On October 7, the European Commission proposed a 50% customs duty on steel imports in the European Union that exceed a certain quota, while reducing the tax-free quota by 47%. The tariff would replace a “steel safeguard,” which was introduced in 2018 and will expire in mid-2026.
This safeguard measure was a response to the diversion of steel to the EU market due to global incapacity and the first Trump administration’s introduction of a 25% steel tariff. As part of this safeguard measure, the EU sets a quota on steel and levies a 25% customs duty on imports that exceed this quota. The new proposal would therefore significantly increase customs duties and reduce the overall level of imports.
Safeguard measures under World Trade Organization rules are permitted in order to remedy serious damage and facilitate adjustment. There may well be a case for avoiding disruption to steel markets once safeguards expire, but it is questionable whether this justifies a substantial increase in the level of protection, or whether high tariffs on all steel imports (regardless of carbon content) are compatible with the aim of promoting decarbonisation of the sector. Furthermore, an increase in tariffs could harm the competitiveness of downstream industries or lead to a broader increase in tariff protection in the EU and elsewhere.
The steel overcapacity problem persists, and the Trump administration has now increased the level of protection for the U.S. steel sector by eliminating quotas and product exclusions, increasing U.S. steel tariffs to 50%, and applying higher tariffs to high-steel products. Canada and Mexico have already responded by introducing tariffs that, to some extent, mirror U.S. levies.
To ensure consistency with the WTO, the Commission says the EU can rely on Article XXVIII of the General Agreement on Tariffs and Trade (GATT). This allows for an increase in tariffs provided that the balance of mutually beneficial concessions is maintained. Its application is legitimate under the WTO, which recognizes that as circumstances change, tariff concessions may need to be adapted. However, the EU’s application of high tariffs on all steel imports and plans to reduce quotas suggest that demands for compensation will be substantial and negotiations difficult.

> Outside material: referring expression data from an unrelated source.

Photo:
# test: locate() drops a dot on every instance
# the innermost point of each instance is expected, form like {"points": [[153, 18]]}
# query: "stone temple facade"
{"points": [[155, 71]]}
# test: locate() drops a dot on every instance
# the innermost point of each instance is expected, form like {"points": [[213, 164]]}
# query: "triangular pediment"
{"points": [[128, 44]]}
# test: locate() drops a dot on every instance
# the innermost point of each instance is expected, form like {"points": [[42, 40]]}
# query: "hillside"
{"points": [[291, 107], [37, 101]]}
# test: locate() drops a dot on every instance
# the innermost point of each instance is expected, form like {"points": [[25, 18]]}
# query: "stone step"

A particularly problematic aspect of the Commission’s plan is that the new tariffs would apply to countries with free trade agreements with the EU. GATT Article XXVIII concerns only increases in general tariff rates and provides no justification for deviating from tariff elimination commitments under FTAs. Even if FTAs contain bilateral safeguard provisions, these would not justify the automatic application of a quota after the expiration of the WTO safeguard. The Commission’s proposal therefore involves a violation of all FTAs that the EU has concluded with third-country steel suppliers and a major obstacle to concluding negotiations with steel exporters such as India.
At a time when the EU must be seen as a reliable trading partner, the decision to ignore its FTA commitments should not be taken lightly. This goes to the heart of the EU’s role in the global trading system and its interest in ensuring respect for the rule of law. After all, if the EU ignores its international commitments in a critical sector, what would stop the EU’s partners from increasing tariffs on any sector they consider sensitive? Since many developing countries have high tariff bindings or agreed ceilings that tariffs will not exceed, they could increase tariffs on EU exports without even following the Article XXVIII procedure. But more fundamentally, what makes Europe an attractive partner is its willingness to respect the rules.

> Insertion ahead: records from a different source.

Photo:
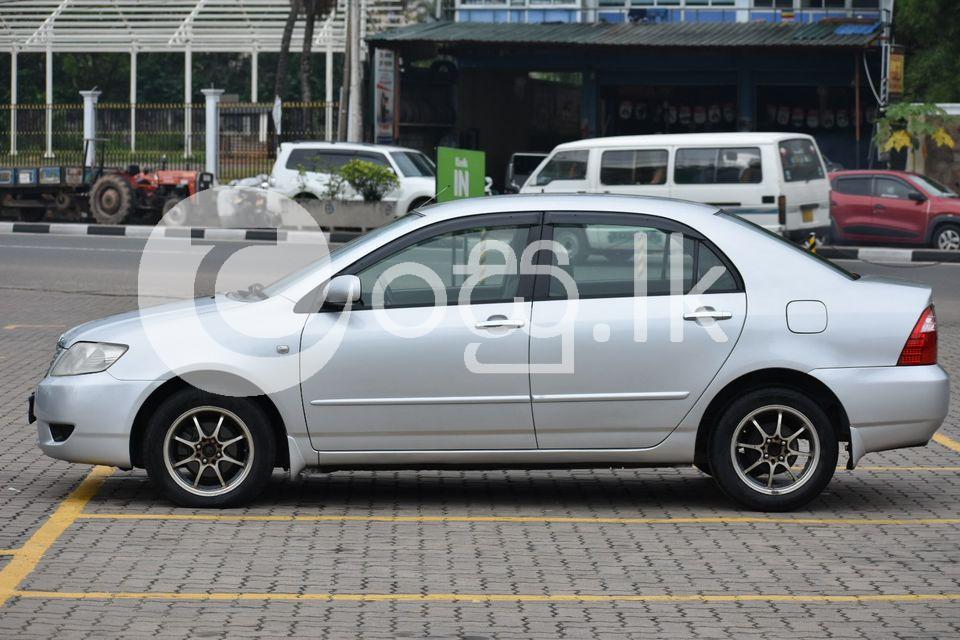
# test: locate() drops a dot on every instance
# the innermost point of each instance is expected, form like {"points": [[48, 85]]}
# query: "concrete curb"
{"points": [[883, 254], [298, 235]]}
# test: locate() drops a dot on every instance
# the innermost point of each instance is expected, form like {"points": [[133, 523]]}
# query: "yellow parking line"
{"points": [[491, 597], [26, 558], [518, 519], [947, 441]]}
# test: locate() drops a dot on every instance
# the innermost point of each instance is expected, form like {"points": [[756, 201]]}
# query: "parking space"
{"points": [[600, 553]]}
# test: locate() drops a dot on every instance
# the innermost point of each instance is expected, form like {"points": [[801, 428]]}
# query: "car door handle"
{"points": [[496, 322], [707, 313]]}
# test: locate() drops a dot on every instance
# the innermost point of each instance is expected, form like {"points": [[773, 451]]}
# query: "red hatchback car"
{"points": [[893, 207]]}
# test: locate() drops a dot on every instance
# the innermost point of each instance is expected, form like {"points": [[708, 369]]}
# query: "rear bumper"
{"points": [[889, 407]]}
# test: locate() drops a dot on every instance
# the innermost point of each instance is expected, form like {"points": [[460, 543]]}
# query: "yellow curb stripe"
{"points": [[488, 597], [516, 519], [947, 441], [26, 558]]}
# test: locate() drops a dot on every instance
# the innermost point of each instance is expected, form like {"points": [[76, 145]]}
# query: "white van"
{"points": [[777, 180]]}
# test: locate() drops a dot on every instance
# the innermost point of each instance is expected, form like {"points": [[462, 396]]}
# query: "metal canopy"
{"points": [[174, 25]]}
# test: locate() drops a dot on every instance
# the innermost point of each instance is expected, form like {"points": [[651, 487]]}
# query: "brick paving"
{"points": [[529, 558]]}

The goal of reducing duty-free steel imports by 47% cannot be reconciled with the goals of avoiding large offset demands in WTO negotiations and meeting FTA commitments. Nor is it necessary to prevent market disruption once the safeguard is lifted.
A more reasonable goal would be to maintain import penetration at the 2024 level and justify this with a change in tariff bindings, so that negotiations can continue between major steel suppliers to reduce overcapacity in a way consistent with decarbonization goals. The tariff increase should not apply to low-carbon steel or steel inputs that contribute to decarbonization (e.g. green iron ore). A new review of consolidations could take place after three years to assess progress in eliminating overcapacity. This approach could be reconciled with the safeguard provisions of FTAs and would have the added benefit of relaunching plurilateral steel negotiations which should cover both capacity reduction and decarbonization objectives.